2016年3月6日 OLEDとLTPS/LTPO投資はどこまで大丈夫か

 

中国をはじめ韓国、台湾、日本で、OLEDLTPS/LTPOの投資が相次いでいるが、スマホ市場が鈍化する中で大丈夫だろうか、というのは、業界関係者、投資家アナリストに共通の懸念である。報道や各社の発表、SEAJなど業界団体の予測では2016年のFPDの設備投資は20%増、露光機等は40%増もありえそうだ。また、中国企業では、計画は物凄いが、頻繁に変更される上、どこまで信憑性があるか不明な点もあり、さらに、装置によっては供給できないものもあり供給能力を計算するのは難しい。

 

ボトルネック装置からキャパを計算

 

 そこで、ボトルネックになっている装置の動向からキャパを計算する。なお、OLED化のためには、まず、バックプレーンでLTPS/LTPO化投資が必要であるが、これは、既に、LCDでも高精細化で必要であり、ここ数年、設備投資が盛んである。また、パネル取れ数から、G6が中心であり、既にある1000k/月のキャパが、LTPS化されている。
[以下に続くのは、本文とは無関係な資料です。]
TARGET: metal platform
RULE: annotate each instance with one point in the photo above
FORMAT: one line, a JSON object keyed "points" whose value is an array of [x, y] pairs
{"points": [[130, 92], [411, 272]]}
ここで必要な装置は、イオン注入装置やレーザーアニール装置だが、中でも、G6向けイオン注入装置は日新電機が独占しており、同社の月産3台程度のキャパは拡大しつつあり、年40台程度には増えるようだが、ここがボトルネックとなっている。

 

 OLEDでは、このバックプレーンをLTPS/LTPO化したうえで、フロントをOLED化するわけだが、ここでのボトルネックは、蒸着機である。アップルも認めたというRGB400ppiを出せるのは、キヤノントッキの機械で、DNPのメタルフラットマスクを使うことが必要である。しかし、キヤノントッキの蒸着機は6G向け一台100億円するといわれる上、年間のキャパが3-4台しかない。